The Myth of Photographic Truth
If “positivism” philosophizes what can be scientifically proven as the world’s only authentic truth, then truth is but a myth in photography. Considered in Mark Osterman’s presentation: “A photographic truth”, the photograph is often conceived as “an unmediated copy of the real world…a trace of reality” and (what is consistently criticized by Osterman)”evidence of the real”. The reasons that a photograph may not be treated as a positivism truth are the distinct alterations that occur through the chemistry process of photography that differentiate the real world from the photograph. Alterations are describes as: colour, rotation/mirroring of an image, retouching, and the way time in an instant is unobservable to the naked eye- thereby vastly untrue to reality. It is of course, the reason that a photographic truth exists, that photographs rely on the effects of light, the natural assistant that allows the world to be visible by the eye. Yet, light is one of the many components of photography that, in their manipulation, manipulate the way an audience perceives an image.

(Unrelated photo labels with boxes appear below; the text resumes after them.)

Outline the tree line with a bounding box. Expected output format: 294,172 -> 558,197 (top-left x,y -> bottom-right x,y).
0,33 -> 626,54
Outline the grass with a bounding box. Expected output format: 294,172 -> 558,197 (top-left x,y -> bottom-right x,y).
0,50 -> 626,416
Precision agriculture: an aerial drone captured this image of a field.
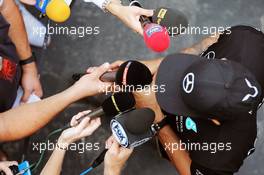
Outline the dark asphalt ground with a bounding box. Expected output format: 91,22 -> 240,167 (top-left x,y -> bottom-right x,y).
2,0 -> 264,175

A photograph is not a truth, and in a result we have developed what Mirzoeff describes as a flexible lens used in the way we view photographs, the trust we have in what we see. The human eye has become quite untrusting of the world we see. The drift of our eyes between screen and what is really here is constant, and almost all is registered by the mind as a manipulation, alteration. The state of an image as both the real and the imagined/ created, give us both information and emotion.

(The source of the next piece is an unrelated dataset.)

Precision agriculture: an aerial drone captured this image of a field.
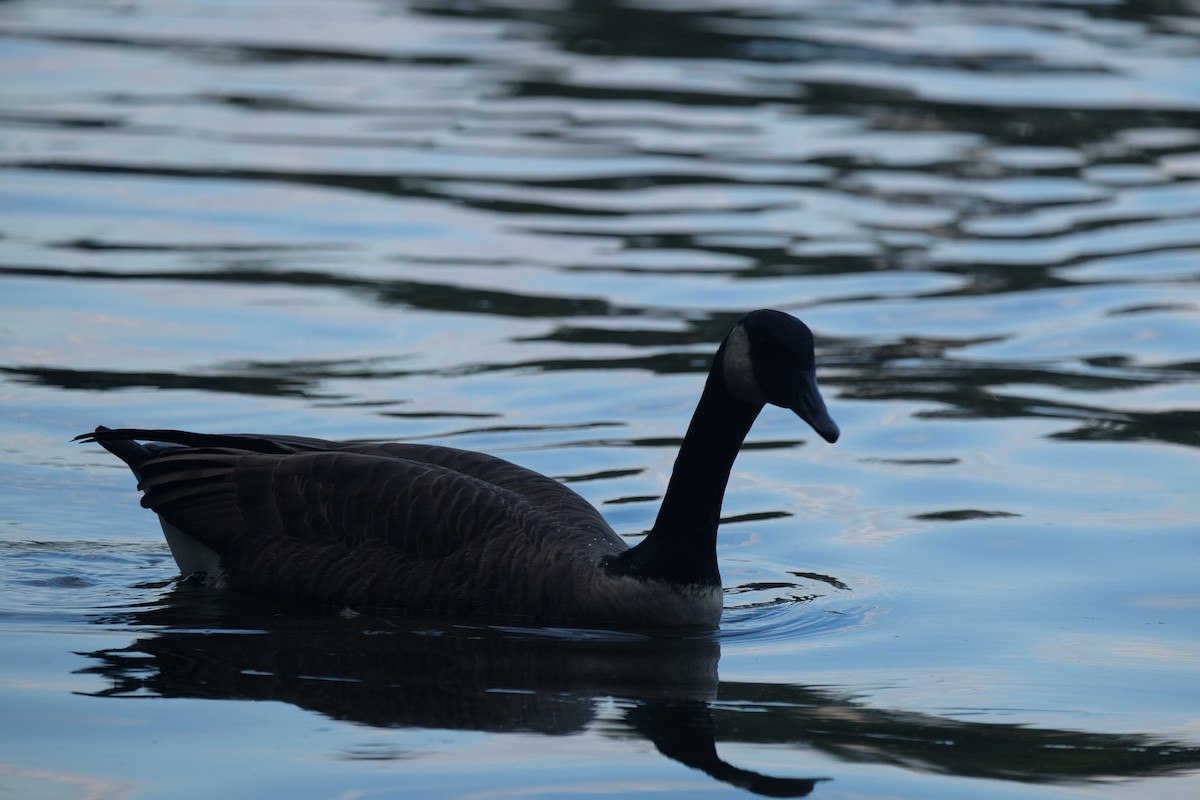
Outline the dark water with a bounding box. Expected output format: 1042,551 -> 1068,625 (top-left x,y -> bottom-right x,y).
0,0 -> 1200,800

Describing something as denotative or as connotative is helpful in the viewer’s process of analyzing visual texts. What is denotative is the “literal statements” made by an image. Alternatively, ideologies, stereotypes, generic or romanticized projections of an image are it’s connotative qualities. The act of noticing that something is either denotative or connotative makes for a well aware viewer of photographs. A viewer that may avoid tricks of advertising, hear the songs sung by the visual representation of a person, and create powerful visual texts in this visual age.
Sturken, Marita, and Lisa Cartwright. “Images, Power and Politics.” Practices of Looking: An Introduction to Visual Culture. Oxford: Oxford UP, 2001. N. pag. Print.
Osterman, Mark. “A Photographic Truth.” YouTube. The Met, 26 Oct. 2012. Web. 01 May 2016.